Recently, dupilumab, upadacitinib, and secukinumab clinical trial data for the treatment of AD that measured EASI 75 response rates were published. Higher EASI 75 response rates were achieved at week 16 for the JAK inhibitor upadacitinib (60.1–79.7% vs. 13.3–16.3% for placebo) and the IL-4/IL-13 antagonist dupilumab (44.0–52.0% vs. 15% for placebo) [16, 18]. As with risankizumab, phase 2 study findings for the IL-17a antagonist secukinumab, paralleled findings in our study, showing lower response rates for the percentage improvement in EASI at week 16 [17]. Findings from our study as well as those from the secukinumab phase 2 AD trial [17] suggest that IL-17/IL-23 blockade is not clinically effective in AD.

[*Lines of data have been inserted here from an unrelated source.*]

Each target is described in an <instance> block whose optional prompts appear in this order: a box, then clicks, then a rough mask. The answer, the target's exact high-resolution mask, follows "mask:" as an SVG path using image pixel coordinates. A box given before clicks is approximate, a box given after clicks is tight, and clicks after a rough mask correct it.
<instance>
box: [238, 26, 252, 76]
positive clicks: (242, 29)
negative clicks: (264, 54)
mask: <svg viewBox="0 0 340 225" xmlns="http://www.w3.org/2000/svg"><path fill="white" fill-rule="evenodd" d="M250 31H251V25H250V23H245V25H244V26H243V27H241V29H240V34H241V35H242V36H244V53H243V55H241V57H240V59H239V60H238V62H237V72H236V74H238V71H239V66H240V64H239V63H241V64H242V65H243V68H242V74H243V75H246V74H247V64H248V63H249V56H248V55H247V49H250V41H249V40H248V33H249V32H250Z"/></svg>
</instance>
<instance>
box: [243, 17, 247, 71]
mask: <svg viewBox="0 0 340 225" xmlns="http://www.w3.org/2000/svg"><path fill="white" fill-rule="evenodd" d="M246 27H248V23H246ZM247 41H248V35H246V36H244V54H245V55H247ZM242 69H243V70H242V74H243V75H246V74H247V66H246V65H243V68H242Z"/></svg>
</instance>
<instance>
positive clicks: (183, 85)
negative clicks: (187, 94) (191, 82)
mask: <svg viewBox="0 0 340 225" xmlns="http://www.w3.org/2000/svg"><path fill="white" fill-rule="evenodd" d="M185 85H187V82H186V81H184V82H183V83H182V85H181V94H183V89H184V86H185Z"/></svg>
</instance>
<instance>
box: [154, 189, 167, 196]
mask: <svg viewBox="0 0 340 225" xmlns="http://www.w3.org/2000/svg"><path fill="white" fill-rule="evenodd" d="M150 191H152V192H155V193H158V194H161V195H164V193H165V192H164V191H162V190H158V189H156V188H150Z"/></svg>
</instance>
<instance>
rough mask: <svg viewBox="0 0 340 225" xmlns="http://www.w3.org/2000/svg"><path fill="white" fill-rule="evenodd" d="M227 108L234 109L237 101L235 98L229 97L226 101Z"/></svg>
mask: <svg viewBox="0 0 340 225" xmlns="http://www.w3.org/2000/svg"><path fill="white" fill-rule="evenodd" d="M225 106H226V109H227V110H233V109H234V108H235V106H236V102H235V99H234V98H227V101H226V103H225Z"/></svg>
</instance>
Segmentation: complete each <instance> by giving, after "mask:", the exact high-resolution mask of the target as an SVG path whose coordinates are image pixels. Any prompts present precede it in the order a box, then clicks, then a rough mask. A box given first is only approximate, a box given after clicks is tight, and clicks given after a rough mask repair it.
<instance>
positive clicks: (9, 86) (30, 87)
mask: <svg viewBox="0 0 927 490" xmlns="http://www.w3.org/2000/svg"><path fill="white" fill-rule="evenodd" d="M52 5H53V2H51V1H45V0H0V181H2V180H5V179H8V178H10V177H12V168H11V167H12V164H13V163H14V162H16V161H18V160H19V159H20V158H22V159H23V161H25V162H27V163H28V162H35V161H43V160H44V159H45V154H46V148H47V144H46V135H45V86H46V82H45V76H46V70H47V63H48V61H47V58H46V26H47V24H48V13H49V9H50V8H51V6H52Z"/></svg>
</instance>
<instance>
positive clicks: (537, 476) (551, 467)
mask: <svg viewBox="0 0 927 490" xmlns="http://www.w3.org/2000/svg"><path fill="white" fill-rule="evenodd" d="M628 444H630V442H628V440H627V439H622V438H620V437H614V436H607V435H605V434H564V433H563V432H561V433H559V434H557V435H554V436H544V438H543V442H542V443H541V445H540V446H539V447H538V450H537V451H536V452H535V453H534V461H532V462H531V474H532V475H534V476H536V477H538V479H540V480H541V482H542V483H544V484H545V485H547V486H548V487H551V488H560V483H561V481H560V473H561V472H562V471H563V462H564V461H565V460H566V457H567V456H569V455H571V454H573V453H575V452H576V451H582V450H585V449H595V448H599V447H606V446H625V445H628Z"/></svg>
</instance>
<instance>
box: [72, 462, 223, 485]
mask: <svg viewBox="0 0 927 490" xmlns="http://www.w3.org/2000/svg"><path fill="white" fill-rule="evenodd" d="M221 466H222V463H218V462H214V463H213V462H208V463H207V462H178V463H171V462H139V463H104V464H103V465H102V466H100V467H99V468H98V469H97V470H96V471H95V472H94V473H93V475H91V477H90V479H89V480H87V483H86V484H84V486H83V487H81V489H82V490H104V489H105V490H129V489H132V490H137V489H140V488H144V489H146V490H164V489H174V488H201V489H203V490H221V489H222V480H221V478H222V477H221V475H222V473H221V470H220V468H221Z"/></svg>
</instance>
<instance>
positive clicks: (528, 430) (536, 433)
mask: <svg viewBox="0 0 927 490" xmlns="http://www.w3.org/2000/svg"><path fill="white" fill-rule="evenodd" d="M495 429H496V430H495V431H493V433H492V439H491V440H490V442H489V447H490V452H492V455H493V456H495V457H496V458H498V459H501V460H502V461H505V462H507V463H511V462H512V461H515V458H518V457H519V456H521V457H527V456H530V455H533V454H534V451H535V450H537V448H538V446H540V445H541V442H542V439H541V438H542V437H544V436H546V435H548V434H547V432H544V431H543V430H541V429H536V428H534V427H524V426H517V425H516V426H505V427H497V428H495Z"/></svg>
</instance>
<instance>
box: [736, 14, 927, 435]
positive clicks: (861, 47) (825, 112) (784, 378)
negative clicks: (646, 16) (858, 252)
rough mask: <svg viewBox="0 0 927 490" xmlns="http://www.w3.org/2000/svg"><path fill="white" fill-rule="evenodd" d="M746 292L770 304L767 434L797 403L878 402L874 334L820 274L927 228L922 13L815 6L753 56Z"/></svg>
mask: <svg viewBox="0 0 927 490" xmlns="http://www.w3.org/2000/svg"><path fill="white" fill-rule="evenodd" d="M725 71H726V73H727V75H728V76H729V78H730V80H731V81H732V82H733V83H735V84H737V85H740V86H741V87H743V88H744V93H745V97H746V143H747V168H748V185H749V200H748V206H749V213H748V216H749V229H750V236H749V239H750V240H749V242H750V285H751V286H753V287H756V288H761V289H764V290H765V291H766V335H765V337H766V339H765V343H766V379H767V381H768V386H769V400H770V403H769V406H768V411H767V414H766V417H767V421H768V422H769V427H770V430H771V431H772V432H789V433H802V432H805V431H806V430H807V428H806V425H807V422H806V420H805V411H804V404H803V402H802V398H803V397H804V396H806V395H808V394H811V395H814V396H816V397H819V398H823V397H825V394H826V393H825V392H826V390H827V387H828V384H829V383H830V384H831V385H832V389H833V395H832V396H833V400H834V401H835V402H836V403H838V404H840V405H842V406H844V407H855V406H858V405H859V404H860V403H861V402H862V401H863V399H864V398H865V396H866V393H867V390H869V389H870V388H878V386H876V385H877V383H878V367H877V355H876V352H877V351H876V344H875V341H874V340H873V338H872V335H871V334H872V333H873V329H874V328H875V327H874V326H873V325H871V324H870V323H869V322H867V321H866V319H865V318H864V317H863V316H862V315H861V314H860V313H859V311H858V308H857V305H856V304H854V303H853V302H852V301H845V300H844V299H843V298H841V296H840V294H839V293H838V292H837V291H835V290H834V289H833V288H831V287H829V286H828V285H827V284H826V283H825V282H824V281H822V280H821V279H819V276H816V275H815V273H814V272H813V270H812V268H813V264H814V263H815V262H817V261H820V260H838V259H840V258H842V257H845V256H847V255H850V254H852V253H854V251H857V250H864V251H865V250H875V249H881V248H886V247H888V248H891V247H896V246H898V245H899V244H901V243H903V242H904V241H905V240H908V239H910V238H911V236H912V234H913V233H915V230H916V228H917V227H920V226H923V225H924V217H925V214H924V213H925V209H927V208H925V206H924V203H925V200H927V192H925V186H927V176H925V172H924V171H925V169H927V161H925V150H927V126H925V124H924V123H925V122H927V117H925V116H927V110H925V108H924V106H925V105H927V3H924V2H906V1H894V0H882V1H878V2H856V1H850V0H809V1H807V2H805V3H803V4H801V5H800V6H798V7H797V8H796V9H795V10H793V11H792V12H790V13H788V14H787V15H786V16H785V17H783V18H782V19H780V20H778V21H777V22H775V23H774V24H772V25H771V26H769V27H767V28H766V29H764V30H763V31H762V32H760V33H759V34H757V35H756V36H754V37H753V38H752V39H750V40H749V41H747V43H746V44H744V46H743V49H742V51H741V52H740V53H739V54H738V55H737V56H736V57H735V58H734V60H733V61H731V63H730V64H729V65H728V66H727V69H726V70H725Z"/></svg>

Although this was a well-designed, fully powered, large phase 2 study, as with most randomized controlled clinical trials, the constraints of the trial’s entry criteria may have limited the study’s patient population, excluding some patients with AD who would be treated in real clinical practice.

Conclusions

Although risankizumab was generally well tolerated, efficacy of risankizumab 150 mg or 300 mg was not demonstrated in patients with AD.